Tuesday, May 3, 2016

FIVA considering historic vehicle registry similar to HVA’s National Register

Saab99Turbo_01_900

Saab’s 99 Turbo, a possible addition to FIVA’s historic vehicle register. Photo by twchen04.

Spurred by the success of the Historic Vehicle Association’s National Historic Vehicle Register here in the United States, the Federation Internationale des Vehicules Anciens has started to consider a similar registry for Europe-based cars, trucks, military vehicles, and motorcycles.

FIVA, which this year celebrates its 50th anniversary and which has stood for the preservation and continued use of historic vehicles, last year handed out the first of its new preservation awards, but has yet to initiate its own historic vehicle registry. That’s due, in part, to the lack of a central state-run repository for the registry and the information collected for it, such as the U.S. Library of Congress, which houses the records obtained for the HVA’s National Historic Vehicle Register.

However, with the growth of Europeana, a Eurocentric online archive funded in part by the European Union, FIVA officials believe they have found a suitable digital archive to host a registry for vehicles of historic significance, according to FIVA’s website. “Preliminary discussions were held and providing FIVA will be able to come with regular additions to the collection, a project team leader of Europeana indicated that he is willing to cooperate with FIVA to bring this initiative forward both within his own organisation and in Brussels,” the site noted.

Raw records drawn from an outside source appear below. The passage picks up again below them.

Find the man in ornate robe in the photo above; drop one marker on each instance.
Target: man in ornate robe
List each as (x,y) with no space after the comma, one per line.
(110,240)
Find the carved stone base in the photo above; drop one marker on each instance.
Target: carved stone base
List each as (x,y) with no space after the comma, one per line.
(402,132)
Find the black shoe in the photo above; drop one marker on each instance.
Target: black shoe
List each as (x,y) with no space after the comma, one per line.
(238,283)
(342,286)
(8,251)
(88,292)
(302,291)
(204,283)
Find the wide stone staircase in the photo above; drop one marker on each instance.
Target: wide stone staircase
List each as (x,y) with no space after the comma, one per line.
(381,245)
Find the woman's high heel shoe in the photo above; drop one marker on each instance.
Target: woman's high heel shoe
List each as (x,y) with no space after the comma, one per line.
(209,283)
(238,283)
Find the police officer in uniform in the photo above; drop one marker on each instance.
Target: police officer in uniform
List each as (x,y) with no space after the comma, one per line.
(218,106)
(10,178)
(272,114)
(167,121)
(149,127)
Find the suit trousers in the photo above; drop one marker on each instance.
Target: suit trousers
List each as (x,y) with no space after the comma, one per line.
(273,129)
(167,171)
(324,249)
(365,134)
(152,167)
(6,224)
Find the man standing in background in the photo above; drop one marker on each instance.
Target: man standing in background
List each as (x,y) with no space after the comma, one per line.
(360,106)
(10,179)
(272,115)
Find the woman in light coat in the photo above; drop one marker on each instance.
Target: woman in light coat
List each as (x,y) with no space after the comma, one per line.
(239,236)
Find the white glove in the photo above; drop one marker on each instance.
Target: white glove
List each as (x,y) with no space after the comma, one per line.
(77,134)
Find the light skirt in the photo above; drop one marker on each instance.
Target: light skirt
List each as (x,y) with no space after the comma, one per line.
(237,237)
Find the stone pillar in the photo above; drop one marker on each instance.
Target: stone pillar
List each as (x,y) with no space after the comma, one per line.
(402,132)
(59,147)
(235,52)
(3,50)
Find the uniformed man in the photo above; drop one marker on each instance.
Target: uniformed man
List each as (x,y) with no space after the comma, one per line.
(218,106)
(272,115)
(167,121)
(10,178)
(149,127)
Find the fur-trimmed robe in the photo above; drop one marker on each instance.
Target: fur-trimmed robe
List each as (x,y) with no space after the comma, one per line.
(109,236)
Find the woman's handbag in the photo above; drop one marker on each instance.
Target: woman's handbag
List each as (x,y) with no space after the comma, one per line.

The guidelines for FIVA’s registry follow closely the guidelines for the National Historic Vehicle Register – not much of a surprise, given that the HVA serves as FIVA’s designated North American representative. FIVA’s registry would select vehicles according to four criteria: their association with an event of historic significance, their association with people of historic significance, their design or construction value, and their informational value. Vehicles would be fully documented and all of the documentation would enter the public domain through an online archive.

Inclusion in the registry would not restrict the owner of the vehicle from restoring, modifying, or using the vehicle, though as the FIVA website notes, “Considering that inclusion into the select digital library will have a positive effect on the vehicle’s value, it is anticipated that the owner will indeed continue to preserve his/her vehicle even better in the future.”

While FIVA has yet to select any vehicles for its registry, a list of vehicles that the organization would consider for the registry includes the oldest Saab 99 Turbo the group can find as an example of the company’s pioneering work in production turbocharged vehicles, along with a Citroen 2CV that participated in the 1972 Paris-to-Tehran rally. However, as the organization has pointed out, it does not consider just any old vehicle as historic.

“(Historic) vehicles are part of our technical and cultural heritage and, in our opinion, should not be lumped together with old, badly maintained cars that are used as cheap, everyday transport,” FIVA President Patrick Rollet wrote earlier this year.

The HVA’s National Historic Vehicle Register, instituted in 2014 with Shelby Cobra Daytona CSX2287, has to date documented 11 vehicles in collaboration with the U.S. Department of the Interior.

FIVA has yet to announce when it expects to establish a registry and to begin adding vehicles to it.